The real power of apply is that it doesn’t need to know how many arguments a function is being called with; for example, you can use if logic to select from a set of functions and argument lists, and use apply to call any:

if <test>:
    action, args = func1, (1,)
else:
    action, args = func2, (1, 2, 3)
. . . 
apply(action, args)

More generally, apply is useful any time you cannot predict the arguments list ahead of time. If your user selects an arbitrary function via a user interface, for instance, you may be unable to hardcode a function call when writing your script. Simply build up the arguments list with tuple operations and call indirectly through apply:

>>> args = (2,3) + (4,)
>>> args
(2, 3, 4)
>>> apply(func, args)
9

Passing keyword arguments

The apply call also supports an optional third argument, where you can pass in a dictionary that represents keyword arguments to be passed to the function:

>>> def echo(*args, **kwargs): print args, kwargs

>>> echo(1, 2, a=3, b=4)
(1, 2) {'a': 3, 'b': 4}

This allows us to construct both positional and keyword arguments, at runtime:

>>> pargs = (1, 2)
>>> kargs = {'a':3, 'b':4}
>>> apply(echo, pargs, kargs)
(1, 2) {'a': 3, 'b': 4}

Apply-Like Call Syntax

Python also allows you to accomplish the same effect as an apply call with special syntax at the call, which mirrors the arbitrary arguments syntax in def headers that we met in Chapter 13. For example, assuming the names of this example are still as assigned earlier:

>>> apply(func, args)              # Traditional: tuple
9
>>> func(*args)                    # New apply-like syntax
9
>>> echo(*pargs, **kargs)          # Keyword dictionaries too
(1, 2) {'a': 3, 'b': 4}

>>> echo(0, *pargs, **kargs)       # Normal, *tuple, **dictionary
(0, 1, 2) {'a': 3, 'b': 4}

This special call syntax is newer than the apply function. There is no obvious advantage of the syntax over an explicit apply call, apart from its symmetry with def headers, and a few less keystrokes.
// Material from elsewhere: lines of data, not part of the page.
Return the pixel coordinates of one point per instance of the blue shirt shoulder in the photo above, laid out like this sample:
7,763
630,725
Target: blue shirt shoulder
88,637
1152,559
Mapping Functions Over Sequences

One of the more common things programs do with lists and other sequences is to apply an operation to each item, and collect the results. For instance, updating all the counters in a list can be done easily with a for loop:

>>> counters = [1, 2, 3, 4]
>>>
>>> updated = [  ]
>>> for x in counters:
...     updated.append(x + 10)              # Add 10 to each item.
...
>>> updated
[11, 12, 13, 14]

Because this is such a common operation, Python provides a built-in that does most of the work for you. The map function applies a passed-in function to each item in a sequence object, and returns a list containing all the function call results. For example:

>>> def inc(x): return x + 10               # function to be run
...
>>> map(inc, counters)                      # Collect results.
[11, 12, 13, 14]

We introduced map as a parallel loop traversal tool in Chapter 10, where we passed in None for the function argument to pair items up. Here, we make better use of it by passing in a real function to be applied to each item in the list—map calls inc on each list item, and collects all the return values into a list.

Since map expects a function to be passed in, it also happens to be one of the places where lambdas commonly appear:

>>> map((lambda x: x + 3), counters)        # Function expression
[4, 5, 6, 7]

Here, the function adds 3 to each item in the counters list; since this function isn’t needed elsewhere, it was written inline as a lambda. Because such uses of map are equivalent to for loops, with a little extra code, you could always code a general mapping utility yourself:

>>> def mymap(func, seq):
...     res = [  ]
...     for x in seq: res.append(func(x))
...     return res
...
>>> map(inc, [1, 2, 3])
[11, 12, 13]
>>> mymap(inc, [1, 2, 3])
[11, 12, 13]

However, since map is a built-in, it’s always available, always works the same way, and has some performance benefits (in short, it’s faster than a for). Moreover, map can be used in more advanced ways than shown; for instance, given multiple sequence arguments, it sends items taken from sequences in parallel as distinct arguments to the function:

>>> pow(3, 4)
81
>>> map(pow, [1, 2, 3], [2, 3, 4])       # 1**2, 2**3, 3**4
[1, 8, 81]

Here, the pow function takes two arguments on each call—one from each sequence passed to map. Although we could simulate this generality too, there is no obvious point in doing so, when map is built-in and quick.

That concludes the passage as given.